A fotografia sabemos, causou, indiscutivelmente, o maior impacto na história das iconografias do século XIX, e provocou uma verdadeira revolução na questão da representação. O confronto entre o sujeito e o mundo, intermediado por uma prótese, estranha e revolucionária, propiciou um resultado imagético - a fotografia - que além de extraordinário potencial estético, conduz à conscientização e à reflexão.

Antes de iniciar nossa aventura pelo reconhecimento do trabalho do lambe-lambe, fotógrafo quase sempre anônimo, popular e intuitivo, que desenvolveu suas atividades profissionais em Praças e Jardins Públicos deste país, destacamos o tempo como uma das variáveis fundamentais para a compreensão da fotografia. Por isso entendemos que, tal qual registrou o fotógrafo francês Henri Cartier-Bresson: "de todos os meios de expressão, a fotografia é o único que fixa para sempre o instante preciso e transitório. Nós, fotógrafos, lidamos com coisas que estão continuamente desaparecendo e, uma vez desaparecidas, não há mecanismo no mundo capaz de fazê-las voltar outra vez. Não podemos revelar ou copiar uma memória".(3)
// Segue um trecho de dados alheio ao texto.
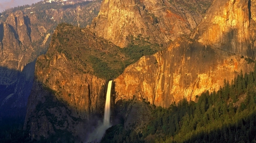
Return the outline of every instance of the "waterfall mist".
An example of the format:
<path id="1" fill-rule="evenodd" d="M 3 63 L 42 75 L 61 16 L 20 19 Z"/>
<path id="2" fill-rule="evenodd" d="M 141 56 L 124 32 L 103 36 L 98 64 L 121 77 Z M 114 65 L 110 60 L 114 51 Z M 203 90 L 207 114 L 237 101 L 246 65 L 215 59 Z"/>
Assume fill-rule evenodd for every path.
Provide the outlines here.
<path id="1" fill-rule="evenodd" d="M 110 101 L 112 80 L 109 81 L 108 85 L 106 102 L 105 103 L 104 118 L 103 124 L 99 122 L 98 126 L 89 135 L 89 138 L 85 142 L 98 142 L 101 141 L 106 130 L 111 127 L 110 124 Z"/>

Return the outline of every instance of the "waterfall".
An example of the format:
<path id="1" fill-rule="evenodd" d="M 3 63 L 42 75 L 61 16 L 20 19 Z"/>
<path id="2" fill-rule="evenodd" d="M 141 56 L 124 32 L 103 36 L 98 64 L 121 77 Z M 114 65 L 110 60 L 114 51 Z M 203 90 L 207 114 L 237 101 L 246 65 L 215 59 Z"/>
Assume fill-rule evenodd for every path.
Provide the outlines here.
<path id="1" fill-rule="evenodd" d="M 101 138 L 104 135 L 106 130 L 110 127 L 110 96 L 112 88 L 112 80 L 109 81 L 108 85 L 107 94 L 106 97 L 106 103 L 105 103 L 104 119 L 103 124 L 101 122 L 93 132 L 90 133 L 88 138 L 85 142 L 100 142 Z"/>
<path id="2" fill-rule="evenodd" d="M 111 89 L 112 88 L 112 80 L 109 81 L 106 97 L 106 103 L 105 103 L 104 119 L 103 120 L 103 124 L 107 127 L 109 127 L 110 124 L 110 94 Z"/>

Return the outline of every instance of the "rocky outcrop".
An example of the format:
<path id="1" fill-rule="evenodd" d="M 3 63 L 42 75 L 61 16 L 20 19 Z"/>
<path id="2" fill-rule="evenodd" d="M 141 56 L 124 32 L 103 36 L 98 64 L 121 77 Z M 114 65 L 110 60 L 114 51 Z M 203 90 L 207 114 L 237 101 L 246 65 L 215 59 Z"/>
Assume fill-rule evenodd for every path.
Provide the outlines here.
<path id="1" fill-rule="evenodd" d="M 166 46 L 190 33 L 201 19 L 200 13 L 168 1 L 105 0 L 89 28 L 121 47 L 133 38 Z"/>
<path id="2" fill-rule="evenodd" d="M 193 39 L 177 39 L 167 49 L 142 57 L 114 80 L 116 101 L 134 95 L 168 107 L 184 98 L 195 101 L 203 92 L 218 90 L 224 79 L 230 82 L 241 70 L 252 70 L 250 10 L 255 6 L 250 1 L 215 1 L 191 34 Z"/>
<path id="3" fill-rule="evenodd" d="M 102 52 L 107 58 L 113 49 L 119 48 L 88 29 L 65 24 L 56 28 L 49 50 L 36 63 L 24 126 L 32 139 L 64 138 L 59 133 L 67 132 L 84 141 L 104 114 L 106 92 L 107 80 L 95 75 L 90 58 Z"/>

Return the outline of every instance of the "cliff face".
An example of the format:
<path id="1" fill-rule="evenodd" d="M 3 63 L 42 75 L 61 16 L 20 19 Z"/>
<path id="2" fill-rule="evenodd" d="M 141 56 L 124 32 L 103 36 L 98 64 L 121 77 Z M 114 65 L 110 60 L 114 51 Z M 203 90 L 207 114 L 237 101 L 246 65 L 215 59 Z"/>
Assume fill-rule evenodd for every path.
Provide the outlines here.
<path id="1" fill-rule="evenodd" d="M 85 27 L 97 16 L 100 2 L 73 4 L 40 2 L 1 14 L 1 116 L 19 115 L 24 118 L 35 60 L 47 50 L 53 29 L 58 23 L 65 21 Z"/>
<path id="2" fill-rule="evenodd" d="M 197 25 L 202 19 L 202 14 L 197 12 L 165 0 L 106 0 L 89 28 L 121 47 L 134 38 L 166 46 Z"/>
<path id="3" fill-rule="evenodd" d="M 114 49 L 119 49 L 88 29 L 67 24 L 56 28 L 49 50 L 36 63 L 24 125 L 32 139 L 64 138 L 59 133 L 65 132 L 84 141 L 104 114 L 107 81 L 95 75 L 93 60 L 109 58 Z M 115 55 L 116 59 L 123 57 Z"/>
<path id="4" fill-rule="evenodd" d="M 177 38 L 167 49 L 127 67 L 114 80 L 115 100 L 135 95 L 168 107 L 183 98 L 195 100 L 207 90 L 218 89 L 224 79 L 230 82 L 241 70 L 252 70 L 254 64 L 247 63 L 255 52 L 250 10 L 255 5 L 250 1 L 214 1 L 191 34 L 193 39 Z"/>

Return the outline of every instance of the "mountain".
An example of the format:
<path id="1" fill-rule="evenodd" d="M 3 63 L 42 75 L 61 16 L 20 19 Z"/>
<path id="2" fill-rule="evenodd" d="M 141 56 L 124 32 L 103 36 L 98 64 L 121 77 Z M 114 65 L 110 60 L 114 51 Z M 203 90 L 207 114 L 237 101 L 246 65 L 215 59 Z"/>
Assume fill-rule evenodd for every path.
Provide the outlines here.
<path id="1" fill-rule="evenodd" d="M 0 116 L 24 120 L 36 58 L 47 51 L 59 23 L 85 27 L 101 2 L 40 2 L 0 14 Z"/>
<path id="2" fill-rule="evenodd" d="M 142 57 L 114 80 L 116 101 L 135 96 L 168 107 L 218 90 L 224 79 L 230 82 L 241 70 L 250 72 L 255 60 L 255 6 L 250 1 L 214 1 L 189 36 Z"/>
<path id="3" fill-rule="evenodd" d="M 166 46 L 190 33 L 203 18 L 205 11 L 200 10 L 207 10 L 212 1 L 200 1 L 201 5 L 188 7 L 189 1 L 104 1 L 98 16 L 88 27 L 121 47 L 133 39 Z"/>
<path id="4" fill-rule="evenodd" d="M 185 18 L 185 24 L 181 24 L 182 28 L 177 28 L 179 25 L 176 24 L 177 29 L 172 32 L 175 34 L 171 36 L 177 37 L 180 34 L 176 35 L 176 33 L 184 28 L 185 34 L 189 33 L 201 20 L 203 15 L 197 14 L 195 11 L 189 12 L 185 6 L 182 7 L 178 2 L 172 5 L 170 2 L 164 1 L 154 4 L 154 8 L 150 8 L 150 4 L 147 3 L 144 11 L 141 10 L 142 16 L 138 8 L 143 8 L 143 3 L 138 1 L 133 1 L 134 5 L 140 5 L 130 8 L 134 5 L 125 5 L 130 2 L 129 1 L 117 2 L 104 1 L 101 6 L 101 12 L 93 20 L 92 24 L 87 27 L 88 28 L 63 24 L 59 25 L 55 30 L 48 50 L 45 55 L 40 56 L 36 62 L 35 78 L 29 97 L 24 125 L 24 129 L 29 131 L 31 140 L 81 142 L 88 138 L 86 135 L 92 132 L 92 129 L 98 125 L 98 120 L 102 118 L 108 80 L 115 79 L 123 72 L 125 67 L 142 56 L 151 55 L 155 53 L 156 50 L 164 49 L 167 43 L 173 40 L 171 39 L 170 34 L 163 34 L 166 30 L 159 33 L 159 21 L 163 23 L 176 21 L 181 24 L 183 23 L 178 15 Z M 108 5 L 106 7 L 106 5 Z M 104 16 L 102 16 L 102 14 L 104 11 L 111 11 L 112 6 L 117 8 L 117 11 L 115 12 L 115 15 L 109 15 L 108 16 L 110 18 L 123 18 L 122 15 L 117 15 L 118 8 L 119 10 L 123 8 L 123 10 L 129 10 L 129 12 L 134 14 L 131 15 L 134 18 L 139 18 L 134 21 L 133 24 L 127 24 L 122 29 L 131 32 L 127 35 L 129 38 L 130 38 L 129 42 L 126 42 L 123 46 L 117 44 L 115 41 L 102 36 L 101 34 L 105 33 L 105 30 L 97 29 L 100 27 L 108 28 L 109 25 L 106 24 L 112 22 L 105 19 Z M 188 18 L 184 16 L 181 9 L 188 12 Z M 176 15 L 168 17 L 168 12 L 172 11 Z M 167 18 L 158 20 L 156 18 L 154 22 L 151 19 L 155 16 L 153 12 L 158 14 L 156 15 L 164 15 Z M 119 19 L 114 19 L 113 23 L 120 23 Z M 188 21 L 193 25 L 189 24 Z M 141 22 L 144 25 L 139 25 Z M 134 32 L 131 29 L 138 29 L 138 27 L 134 27 L 135 25 L 144 27 L 144 28 L 150 27 L 154 31 Z M 162 27 L 168 30 L 176 28 L 175 25 L 171 25 L 170 28 L 168 25 L 163 24 Z M 115 28 L 113 26 L 113 28 L 114 31 L 119 28 Z M 113 40 L 117 38 L 115 36 L 117 34 L 122 36 L 119 36 L 122 38 L 125 37 L 122 33 L 116 34 L 109 36 L 113 36 L 112 38 Z M 146 37 L 147 34 L 151 37 Z M 162 36 L 158 37 L 159 35 Z M 168 40 L 164 41 L 160 40 L 164 37 Z M 125 46 L 127 47 L 124 47 Z M 119 85 L 114 84 L 115 86 Z M 116 92 L 114 91 L 114 93 Z M 113 109 L 115 107 L 114 101 L 119 99 L 116 97 L 120 96 L 112 97 Z M 135 111 L 135 109 L 133 111 Z M 62 136 L 63 133 L 67 136 Z"/>

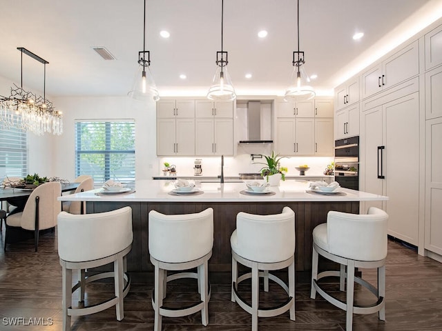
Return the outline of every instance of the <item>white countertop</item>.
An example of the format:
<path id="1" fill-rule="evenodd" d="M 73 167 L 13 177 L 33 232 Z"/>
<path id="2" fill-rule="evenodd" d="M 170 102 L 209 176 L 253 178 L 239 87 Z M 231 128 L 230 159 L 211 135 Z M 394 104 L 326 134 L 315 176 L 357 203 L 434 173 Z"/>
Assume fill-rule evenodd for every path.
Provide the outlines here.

Uma luminosa compreensão da passagem do tempo que nos leva a perceber que a fotografia, enquanto sistema de representação e linguagem, oferece múltiplas possibilidades de reconhecimento e interpretação. Como esclareceu novamente Roland Barthes, em seu livro A Camara Clara, "aquilo que a Fotografia reproduz até o infinito só aconteceu uma vez: ela repete mecanicamente o que nunca mais poderá repetir-se existencialmente".(4)

Origens

Ao que tudo indica, o nome lambe-lambe foi sugerido por um gesto bastante incomum no exercício da profissão, isto é, o teste que se faz para verificar de que lado está a emulsão de uma chapa, filme ou papel sensível. Para evitar o erro de colocar a chapa com a emulsão voltada para o fundo do chassis o que deixaria fora do plano focal e portanto com falta de nitidez, costumava-se, não só o fotógrafo lambe-lambe, mas como qualquer outro fotógrafo que utilizava câmeras de grande formato, molhar com saliva a ponta do indicador e do polegar e fazer pressão com esses dois dedos sobre a superfície do material sensível num dos cantos para evitar manchas. O lado em que estiver a emulsão será identificado ao produzir uma leve impressão de "colagem" no dedo. O historiador Boris Kossoy, em seu pioneiro ensaio sobre o tema, publicado em 1974 no Suplemento Literário do jornal O Estado de São Paulo, "O Fotógrafo Ambulante - a história da fotografia nas praças de São Paulo", explica que "a origem do termo lambe-lambe é controvertida. Segundo alguns lambia-se a placa de vidro para saber qual era o lado da emulsão o que explicaria o nome. Tal fato, porém, parece pouco viável, pois o simples tato, ou a observação da chapa em local escuro mostra qual o lado da película sensível. Há quem diga que se lambia a chapa para fixá-la, porém a origem mais viável parece estar ligada ainda ao antigo processo da ferrotipia*. Este processo envolvia uma camada de asfalto sobre uma chapa de ferro de mais ou menos 1 mm sobre a qual era aplicada a emulsão. Após a revelação com sulfato de ferro, o fotógrafo lambia a chapa, fazendo com que a imagem se destacasse do fundo preto asfáltico pela ação do cloreto de sódio existente na saliva".(5)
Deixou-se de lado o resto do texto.